Bundestag beschließt Nachtragshaushalt - Fast 218 Milliarden Schulden

Fast 218 Milliarden Euro - so viele neue Schulden hat noch keine
Regierung in einem Jahr aufgenommen. Die Corona-Krise wird noch
Jahrzehnte in den Kassen zu spüren sein. Vizekanzler Scholz
verspricht, trotzdem nicht am Sozialstaat zu sparen.

Berlin (dpa) - Der Bund darf zur Bewältigung der Corona-Krise in
diesem Jahr Rekordschulden von fast 218 Milliarden Euro aufnehmen.
Der Bundestag beschloss am Donnerstag den zweiten Nachtragshaushalt
zur Finanzierung des Konjunkturpakets. Damit steigt die für das
laufende Jahr geplante Neuverschuldung auf 217,8 Milliarden Euro. Mit
dem zusätzlichen Geld sollen vor allem Maßnahmen finanziert werden,
die Konsum und Wirtschaft in den kommenden Monaten wieder ankurbeln
sollen.

Vizekanzler Olaf Scholz (SPD) versprach, die Bundesregierung werde
nicht gegen die Krise ansparen. «Und wir werden den Sozialstaat, der
uns so leistungsfähig durch diese Krise führt, nicht antasten,
sondern ausbauen», betonte der Finanzminister. So würden trotz Krise
ab Januar die Renten von Menschen mit geringen Bezügen durch die
Grundrente aufgestockt.

Die Schuldenquote steigt durch den zweiten Nachtragshaushalt von
unter 60 auf mehr als 75 Prozent. Bereits Ende März hatte der
Bundestag den Haushalt um 156 Milliarden Euro aufgestockt, um
Steuerausfälle auszugleichen und mehrere Hilfspakete zu finanzieren.
Dafür war auch die Schuldenbremse im Grundgesetz ausgesetzt worden.

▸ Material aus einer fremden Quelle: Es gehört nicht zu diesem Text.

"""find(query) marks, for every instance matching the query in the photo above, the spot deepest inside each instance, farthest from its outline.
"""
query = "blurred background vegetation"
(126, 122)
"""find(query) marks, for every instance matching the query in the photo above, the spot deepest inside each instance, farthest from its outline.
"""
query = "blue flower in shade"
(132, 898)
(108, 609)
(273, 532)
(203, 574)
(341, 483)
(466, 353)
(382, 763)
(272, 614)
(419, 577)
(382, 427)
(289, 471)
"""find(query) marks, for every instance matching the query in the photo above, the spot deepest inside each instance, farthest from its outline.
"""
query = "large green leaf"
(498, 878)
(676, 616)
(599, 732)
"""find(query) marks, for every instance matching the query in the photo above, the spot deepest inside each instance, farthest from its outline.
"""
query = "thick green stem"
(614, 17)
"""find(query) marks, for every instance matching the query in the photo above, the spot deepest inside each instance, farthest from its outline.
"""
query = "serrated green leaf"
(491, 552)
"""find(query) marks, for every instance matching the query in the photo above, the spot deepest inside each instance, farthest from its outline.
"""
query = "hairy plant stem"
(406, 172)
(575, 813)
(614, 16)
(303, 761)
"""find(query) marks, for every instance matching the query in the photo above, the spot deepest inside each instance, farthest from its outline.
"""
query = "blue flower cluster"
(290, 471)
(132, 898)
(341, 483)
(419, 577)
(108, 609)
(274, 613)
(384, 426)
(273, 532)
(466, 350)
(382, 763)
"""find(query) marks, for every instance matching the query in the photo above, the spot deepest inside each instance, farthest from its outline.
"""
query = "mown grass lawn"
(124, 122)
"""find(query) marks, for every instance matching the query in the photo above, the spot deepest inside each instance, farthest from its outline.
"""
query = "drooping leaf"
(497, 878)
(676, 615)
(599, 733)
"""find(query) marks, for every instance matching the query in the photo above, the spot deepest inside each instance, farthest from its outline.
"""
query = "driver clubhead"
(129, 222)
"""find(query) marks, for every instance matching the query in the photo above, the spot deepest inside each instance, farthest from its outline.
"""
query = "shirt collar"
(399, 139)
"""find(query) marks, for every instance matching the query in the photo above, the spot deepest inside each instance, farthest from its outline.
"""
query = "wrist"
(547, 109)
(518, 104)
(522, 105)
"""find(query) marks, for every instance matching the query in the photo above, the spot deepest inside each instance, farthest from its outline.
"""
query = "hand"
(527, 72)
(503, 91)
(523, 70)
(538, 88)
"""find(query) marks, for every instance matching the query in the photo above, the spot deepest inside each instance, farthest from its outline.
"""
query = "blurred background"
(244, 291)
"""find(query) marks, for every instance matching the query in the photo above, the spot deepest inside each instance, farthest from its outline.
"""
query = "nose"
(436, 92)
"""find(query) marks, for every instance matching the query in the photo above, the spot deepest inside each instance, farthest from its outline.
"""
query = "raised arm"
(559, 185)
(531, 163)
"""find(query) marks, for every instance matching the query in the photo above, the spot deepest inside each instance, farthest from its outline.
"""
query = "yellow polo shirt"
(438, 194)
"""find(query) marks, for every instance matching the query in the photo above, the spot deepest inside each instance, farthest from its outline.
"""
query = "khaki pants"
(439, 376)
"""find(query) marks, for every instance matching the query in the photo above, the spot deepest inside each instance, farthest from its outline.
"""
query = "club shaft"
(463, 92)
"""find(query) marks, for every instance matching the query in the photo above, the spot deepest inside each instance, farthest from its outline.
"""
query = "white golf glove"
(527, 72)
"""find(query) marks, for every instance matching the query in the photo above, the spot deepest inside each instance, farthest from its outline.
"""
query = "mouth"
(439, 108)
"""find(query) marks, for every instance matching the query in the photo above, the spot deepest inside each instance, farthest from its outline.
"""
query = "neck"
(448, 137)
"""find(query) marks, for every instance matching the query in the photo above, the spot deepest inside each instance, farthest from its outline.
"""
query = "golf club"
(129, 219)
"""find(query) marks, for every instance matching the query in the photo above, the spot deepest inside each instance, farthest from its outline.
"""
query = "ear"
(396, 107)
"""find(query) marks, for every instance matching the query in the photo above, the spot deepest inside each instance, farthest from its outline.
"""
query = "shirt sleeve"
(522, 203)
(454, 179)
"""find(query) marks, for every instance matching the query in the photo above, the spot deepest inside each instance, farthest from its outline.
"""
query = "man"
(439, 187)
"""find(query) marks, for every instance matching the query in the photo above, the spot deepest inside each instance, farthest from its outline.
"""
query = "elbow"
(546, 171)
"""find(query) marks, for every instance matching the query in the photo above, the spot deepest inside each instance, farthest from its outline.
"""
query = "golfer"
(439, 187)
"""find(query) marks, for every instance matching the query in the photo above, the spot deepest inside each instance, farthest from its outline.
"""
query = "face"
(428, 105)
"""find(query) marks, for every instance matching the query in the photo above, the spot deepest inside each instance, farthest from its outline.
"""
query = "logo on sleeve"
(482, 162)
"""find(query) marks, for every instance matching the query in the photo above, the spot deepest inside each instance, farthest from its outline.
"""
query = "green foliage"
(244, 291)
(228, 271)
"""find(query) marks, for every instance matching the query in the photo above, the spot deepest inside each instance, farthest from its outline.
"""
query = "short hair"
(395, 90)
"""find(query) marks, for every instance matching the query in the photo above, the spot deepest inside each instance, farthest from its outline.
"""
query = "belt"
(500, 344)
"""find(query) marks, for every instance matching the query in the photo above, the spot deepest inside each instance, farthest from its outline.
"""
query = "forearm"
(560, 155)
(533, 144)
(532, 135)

Nun gilt unter anderem für ein halbes Jahr ein geringerer
Mehrwertsteuersatz beim Einkaufen. Familien bekommen einen Bonus von
300 Euro pro Kind. Außerdem sollen kleine und mittelständische
Unternehmen, die wegen der Krise besonders hohe Umsatzeinbrüche
haben, Überbrückungshilfen von fast 25 Milliarden Euro erhalten. Bund
und Länder wollen zusammen außerdem die Gewerbesteuerausfälle der
Kommunen ausgleichen.

Berücksichtigt im Nachtragshaushalt ist auch die aktuellste
Steuerschätzung. Inzwischen geht die Bundesregierung davon aus, dass
wegen der Corona-Krise rund 40,5 Milliarden Euro an Steuern weniger
reinkommen, als noch zu Jahresbeginn gedacht.

Die Dimension der Neuverschuldung wird im Vergleich mit der
Finanzkrise deutlich: Im bisherigen Rekordschuldenjahr 2010 nahm der
Bund 44 Milliarden Euro neue Kredite auf. Scholz plant, den Großteil
der neuen Kredite ab 2023 innerhalb von 20 Jahren zu tilgen. Viele
Ökonomen, sowie Grüne und Linke im Bundestag halten das für zu
ambitioniert. Sie befürchten, dass in den kommenden Jahren an
wichtigen Stellen gespart wird, nur damit die Schulden abgetragen
werden.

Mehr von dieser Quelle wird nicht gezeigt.